From what i recall, the issue was not because of CVV but rather because the cards were tokenized.

In such case, As long as the hacker doesn't have a keylogger or any other strong control over OP's devices, to regain the new password, changing pw and removing known devices should help.
 
From what i recall, the issue was not because of CVV but rather because the cards were tokenized.

Again you don't understand what tokenized means.

The virtual cards would be encrypted on OP's device. The tokens are one time use and don't carry any information about the card rather is a string of gibberish characters and cannot be used online.

AFAIK tapping is the most secure way of paying anything in-person today and hasn't been cracked as yet.
 
Again you don't know what that means.

The virtual cards would be encrypted on OP's device. The tokens are one time use and don't carry any information about the card rather is a string of gibberish characters and cannot be used online.

AFAIK tapping is the most secure way of paying anything in-person today and hasn't been cracked as yet.
He is talking about card tokenization in flipkart. Once your card is saved in Flipkart account, even a wrong CVV will work.
 
He is talking about card tokenization in flipkart. Once your card is saved in Flipkart account, even a wrong CVV will work.

OK security experts you need to chill. No it doesn't work like that at all. And even if it did - how do you explain the PlayStore hack?

When your card is "tokenized" by Flipkart - they are NOT storing any data about your card. All they are doing is becoming authorised routing partners between you and your card issuer and your card network.

Flipkart has nothing to do with your tokens nor can they read or store them or let anyone perform multiple transactions with the one time use tokens which have to originate from the card owner.

Call me a skeptic but I think OP hasn't shared everything or doesn't know how it happened which is even more troubling.
 
TBH!!! 🙂

How does a session hijack get OP's CVV information?
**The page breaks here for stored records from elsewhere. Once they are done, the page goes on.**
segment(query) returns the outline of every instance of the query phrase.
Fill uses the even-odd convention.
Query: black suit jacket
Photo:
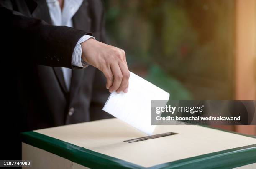
[[[105,42],[101,2],[84,0],[72,18],[75,29],[51,25],[46,0],[0,2],[1,129],[9,145],[3,154],[20,148],[20,132],[111,117],[102,110],[109,95],[102,73],[71,65],[82,36],[90,32]],[[61,67],[73,69],[69,92]]]

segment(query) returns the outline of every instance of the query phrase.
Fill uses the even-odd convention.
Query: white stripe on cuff
[[[77,42],[72,55],[71,63],[73,66],[83,68],[89,66],[88,63],[82,60],[82,47],[80,44],[90,38],[93,38],[95,40],[95,38],[93,36],[86,35],[83,36]]]

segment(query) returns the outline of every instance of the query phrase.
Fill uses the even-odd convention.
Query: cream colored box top
[[[177,134],[134,142],[146,135],[117,119],[34,132],[144,167],[256,144],[256,139],[200,126],[159,126],[153,134]]]

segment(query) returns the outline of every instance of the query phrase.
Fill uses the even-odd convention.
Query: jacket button
[[[74,114],[74,107],[71,107],[70,109],[69,109],[69,116],[71,116]]]

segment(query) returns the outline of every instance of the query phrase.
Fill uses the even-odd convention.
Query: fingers
[[[123,80],[123,74],[118,63],[111,65],[110,68],[114,76],[113,84],[109,89],[109,92],[112,93],[119,88]]]
[[[112,72],[111,71],[110,68],[108,67],[103,70],[102,72],[107,79],[106,88],[107,88],[107,89],[109,89],[113,84],[113,75],[112,74]]]
[[[120,86],[119,86],[119,88],[116,90],[116,92],[117,93],[119,93],[121,91],[123,91],[124,93],[127,93],[127,92],[126,91],[125,89],[128,87],[128,85],[130,72],[129,72],[129,70],[128,70],[127,65],[125,63],[124,63],[123,62],[120,62],[118,65],[122,72],[123,79],[122,80],[122,82],[121,83]]]

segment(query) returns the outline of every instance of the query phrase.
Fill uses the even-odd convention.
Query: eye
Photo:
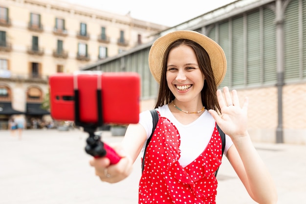
[[[168,70],[170,71],[174,71],[176,70],[177,70],[177,69],[176,68],[168,68]]]
[[[193,67],[188,67],[186,68],[186,69],[187,70],[190,70],[190,71],[191,71],[191,70],[192,70],[195,69],[196,69],[196,68],[193,68]]]

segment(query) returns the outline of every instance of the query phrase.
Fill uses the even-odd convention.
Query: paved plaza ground
[[[88,135],[78,129],[26,130],[19,139],[0,131],[0,204],[136,204],[140,159],[132,174],[101,182],[84,151]],[[108,143],[121,136],[102,132]],[[255,143],[277,186],[278,204],[306,204],[306,146]],[[218,173],[217,204],[252,204],[226,158]]]

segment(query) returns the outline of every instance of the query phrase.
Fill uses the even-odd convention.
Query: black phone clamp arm
[[[84,132],[89,134],[86,140],[87,145],[85,151],[94,157],[104,157],[106,154],[104,148],[104,144],[101,140],[101,136],[95,133],[98,127],[103,124],[102,118],[102,100],[101,98],[102,91],[97,90],[97,106],[98,108],[98,121],[96,123],[85,123],[81,121],[80,116],[80,101],[79,90],[74,90],[74,123],[76,125],[84,128]]]

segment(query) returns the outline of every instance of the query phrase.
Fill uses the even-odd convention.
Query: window
[[[80,27],[80,34],[83,36],[87,35],[87,31],[86,30],[86,23],[81,23]]]
[[[138,45],[141,45],[141,35],[138,34],[137,42]]]
[[[101,28],[101,40],[106,40],[106,33],[105,32],[105,27],[102,27]]]
[[[63,41],[61,40],[57,40],[57,49],[56,50],[58,54],[63,53]]]
[[[57,65],[56,66],[56,71],[58,72],[64,72],[64,66]]]
[[[3,59],[0,59],[0,77],[10,77],[11,72],[9,69],[8,61]]]
[[[0,59],[0,72],[8,70],[8,65],[7,60]]]
[[[0,46],[6,46],[6,32],[0,31]]]
[[[37,63],[30,63],[30,73],[33,78],[40,78],[41,77],[41,64]]]
[[[42,99],[42,91],[37,88],[31,88],[27,91],[27,101],[41,100]]]
[[[100,46],[99,47],[99,59],[105,59],[108,57],[108,48]]]
[[[41,26],[41,15],[40,14],[31,13],[30,23],[32,27],[40,27]]]
[[[80,56],[87,56],[87,44],[79,43],[78,54]]]
[[[0,7],[0,22],[8,22],[8,9]]]
[[[55,19],[55,28],[57,30],[65,30],[65,20],[56,18]]]
[[[38,37],[32,36],[32,50],[34,51],[39,51],[38,47]]]
[[[120,43],[124,43],[124,31],[123,30],[120,31],[120,38],[119,39],[119,42]]]
[[[8,88],[4,86],[0,86],[0,99],[5,99],[9,96],[9,90]]]

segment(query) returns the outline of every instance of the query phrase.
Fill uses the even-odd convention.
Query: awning
[[[26,103],[26,114],[42,115],[49,114],[50,112],[41,108],[41,103]]]
[[[13,109],[11,102],[0,102],[0,114],[14,115],[24,113],[24,112]]]

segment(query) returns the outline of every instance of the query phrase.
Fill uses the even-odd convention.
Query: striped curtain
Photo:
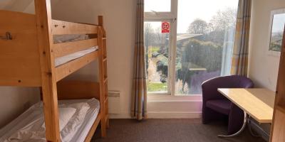
[[[137,21],[132,92],[132,116],[147,118],[147,85],[144,47],[144,0],[137,0]]]
[[[252,0],[239,0],[231,74],[247,76]]]

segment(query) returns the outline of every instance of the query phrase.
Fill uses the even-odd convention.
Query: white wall
[[[39,101],[38,89],[0,87],[0,128]]]
[[[279,56],[269,55],[267,49],[270,12],[285,8],[284,0],[253,0],[250,31],[249,77],[256,87],[276,90]]]
[[[1,0],[0,9],[34,13],[33,0]],[[0,87],[0,128],[39,101],[38,88]]]

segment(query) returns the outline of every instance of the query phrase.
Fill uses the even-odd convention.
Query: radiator
[[[109,91],[108,93],[108,104],[109,104],[109,114],[120,114],[120,92],[119,91]]]

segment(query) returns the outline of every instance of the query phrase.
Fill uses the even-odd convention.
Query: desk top
[[[259,123],[271,123],[275,92],[266,89],[218,89]]]

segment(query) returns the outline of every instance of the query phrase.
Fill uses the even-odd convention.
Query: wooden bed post
[[[100,111],[101,115],[101,136],[106,136],[106,122],[105,122],[105,85],[104,82],[106,81],[106,75],[104,72],[104,51],[103,51],[103,16],[98,16],[98,44],[99,51],[99,81],[100,81]]]
[[[51,12],[50,0],[35,0],[36,17],[41,60],[41,87],[48,142],[61,141],[58,112],[58,97],[54,67],[51,54]]]

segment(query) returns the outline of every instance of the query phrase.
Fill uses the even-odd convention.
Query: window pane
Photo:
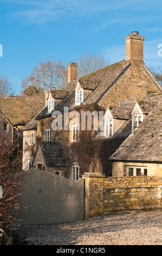
[[[136,175],[137,176],[140,176],[141,174],[141,169],[140,168],[136,168]]]
[[[82,91],[80,91],[80,102],[82,101]]]
[[[108,136],[108,120],[105,121],[105,136]]]
[[[133,168],[129,168],[129,176],[133,176]]]
[[[79,92],[76,92],[76,103],[79,102]]]
[[[75,126],[73,127],[73,141],[75,141]]]
[[[50,111],[50,100],[49,101],[49,110]]]
[[[109,120],[109,135],[112,135],[113,131],[113,121],[112,120]]]
[[[134,117],[133,120],[133,130],[137,127],[137,117]]]
[[[73,179],[75,180],[75,167],[73,167]]]

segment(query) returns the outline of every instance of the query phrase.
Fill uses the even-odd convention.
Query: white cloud
[[[144,28],[143,29],[144,31],[146,31],[147,32],[162,32],[162,28],[160,27],[155,27],[152,28]]]

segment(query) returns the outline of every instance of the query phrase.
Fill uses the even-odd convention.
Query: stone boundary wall
[[[162,177],[105,178],[85,173],[85,218],[109,212],[161,209]]]

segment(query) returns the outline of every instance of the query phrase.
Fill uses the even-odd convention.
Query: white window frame
[[[78,124],[73,124],[72,126],[72,142],[78,141],[79,141],[79,125]]]
[[[113,135],[113,119],[105,119],[104,120],[105,136],[109,137]]]
[[[4,126],[6,125],[6,129],[4,129]],[[3,131],[4,132],[7,132],[9,130],[9,124],[8,123],[3,123]]]
[[[147,167],[146,166],[127,166],[127,176],[129,177],[129,168],[133,169],[133,176],[137,176],[137,169],[141,169],[141,175],[144,175],[145,169],[147,169]]]
[[[80,105],[83,101],[83,90],[75,90],[75,105]]]
[[[80,179],[79,166],[75,164],[72,166],[72,180],[79,180]]]
[[[48,100],[48,110],[49,112],[50,112],[52,110],[54,109],[54,99],[52,99],[51,100]]]
[[[51,141],[51,130],[44,130],[44,141]]]
[[[139,120],[140,118],[141,120]],[[137,124],[134,125],[135,119],[137,118]],[[132,116],[132,132],[139,126],[139,125],[143,121],[143,114],[134,115]]]
[[[29,133],[29,145],[33,145],[34,142],[34,132],[30,132]]]
[[[32,163],[32,160],[28,160],[28,170],[31,170],[31,163]]]

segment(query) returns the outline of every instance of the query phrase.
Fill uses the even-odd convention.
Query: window
[[[72,179],[74,180],[79,180],[80,178],[79,167],[78,166],[72,166]]]
[[[147,175],[147,167],[141,167],[138,166],[127,166],[127,176],[141,176]]]
[[[113,119],[105,120],[105,136],[111,136],[113,135]]]
[[[154,95],[156,93],[152,92],[147,92],[147,96]]]
[[[3,131],[4,132],[7,132],[8,131],[8,128],[9,128],[9,124],[8,123],[3,124]]]
[[[79,126],[78,124],[74,124],[72,126],[72,141],[79,140]]]
[[[48,101],[48,111],[51,111],[54,109],[54,100],[50,100]]]
[[[83,90],[77,90],[75,92],[75,103],[80,105],[83,101]]]
[[[44,141],[51,141],[51,130],[46,129],[44,131]]]
[[[34,143],[34,132],[31,132],[29,133],[29,145],[33,145]]]
[[[142,115],[132,115],[132,132],[143,120]]]

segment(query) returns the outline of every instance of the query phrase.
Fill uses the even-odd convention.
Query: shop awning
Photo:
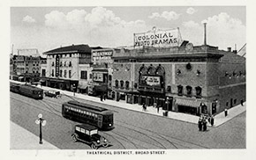
[[[176,104],[179,105],[184,105],[184,106],[200,107],[201,102],[196,101],[196,100],[177,98],[176,99]]]

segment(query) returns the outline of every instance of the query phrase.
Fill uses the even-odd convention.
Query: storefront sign
[[[161,85],[160,76],[141,76],[141,84],[150,86],[160,86]]]
[[[134,47],[177,47],[182,40],[178,29],[156,30],[142,33],[134,33]]]
[[[98,49],[92,51],[93,62],[110,62],[113,55],[112,49]]]

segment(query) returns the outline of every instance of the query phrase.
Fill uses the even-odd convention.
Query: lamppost
[[[42,114],[39,113],[38,114],[38,120],[35,120],[35,123],[39,125],[39,144],[42,144],[42,133],[41,133],[41,126],[46,125],[46,120],[42,119]]]
[[[76,89],[76,84],[73,84],[72,88],[73,88],[73,93],[74,93],[74,96],[75,96],[75,89]]]
[[[166,98],[166,111],[165,111],[165,116],[168,116],[168,112],[169,112],[169,97]]]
That too of a card OP has used twice in the last year?
They didn't know OP's cvv or card details. That's why they used his cards from his account, knowing fully well that if the OP caughts up to them before they recieve vouchers, he can cancel them.


What's preventing them going in again with 0 information and getting it all again?
OP having their guard up. I suggested many things in my previous comment few days back, few hiurs after OP posted. If even half of those are implemented, OP is good unless he installs something from a shady site.



I suspect OP either doesn't know or isn't sharing some information.
OP's story is pretty common one, in session hijack cases, except for the use of e-com part. He mentioned he recently traveled abroad. Airports are very notorious in installing malware.